About
Job Description
Title: Sr. Site Reliability Engineer
Location: Boston, MA
Duration: 6 months+
Industry: Educational (Big 3)
Essential Accountabilities:
* Hands-on design, analysis and troubleshooting of highly-distributed large-scale production systems;
* Ownership of reliability, uptime, capacity, and performance analysis thereofEnsuring the repeatability, traceability, and transparency of our infrastructure automation
* Identifying highest-impact opportunities to optimize existing systems
* System design consulting for teams seeking to leverage or improve their production infrastructure
* Anticipate, build and plan capacity for upcoming product/feature launches
Required Skills:
* Mastery of AWS services (IAM, EC2, S3, EBS/EFS, ELB/ALB, AutoScaling, RDS and replication techniques, VPC, Subnets, Elastic IP, Route53, CloudWatch, CloudFront, Lambda, CloudFormation, ECS, SNS, ElastiCache)
* Expertise in container/container-fleet-orchestration technologies (like Docker,Kubernetes, AWS ECS)
* Expertise in designing and manage escalation response plans from monitoring, react,respond, remediate and retrospect in culturally aligned (proactive, customer focused,collaborative, data-driven and AUTOMATED) ways
* Mastery of infrastructure build and configuration automation technologies (like Terraform, Ansible, Puppet, CodeDeploy, Chef)
* Strong skills in reading, understanding and writing code in at least two of: Javascript, Python, PHP, Go, or Ruby
* Strong network engineering skills
* Cloud and container native Linux administration/build/management skills (AWS AMIs,Packer, etc.)
* Significant experience troubleshooting concurrent and distributed system interactions
* Expertise with continuous-deployment software development lifecycles in the Cloud (e.g.CI/CD);
* Cloud database operations and deployment experience (RDS MySQL/Postgres/Aurora), caching operations & deployments (Memcache, Redis)
* Expertise with Lean/Agile deployment processes (ZDT: Blue/Green, Canary, DNS strategies)

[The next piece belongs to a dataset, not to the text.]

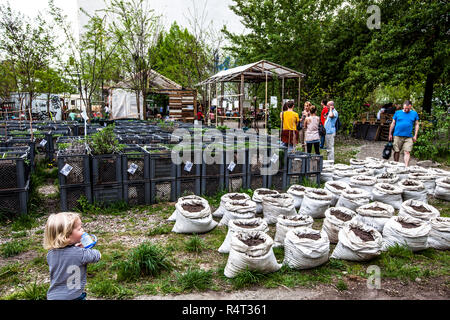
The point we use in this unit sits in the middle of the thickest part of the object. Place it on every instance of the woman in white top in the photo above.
(311, 127)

* Familiarity with site and infrastructure monitoring systems (CloudWatch, Datadog, New Relic, Sumologic, Thousand Eyes)
* Strong problem solving, root cause analysis and systems engineering skills; Good presentation and communication skills
* Expertise with SDLC branching, SCM, and code deployment systems (Git/Gitflow,Jenkins, CircleCI, etc.)
* BS Degree in Computer Science (or related technical field and/or equivalent industry experience).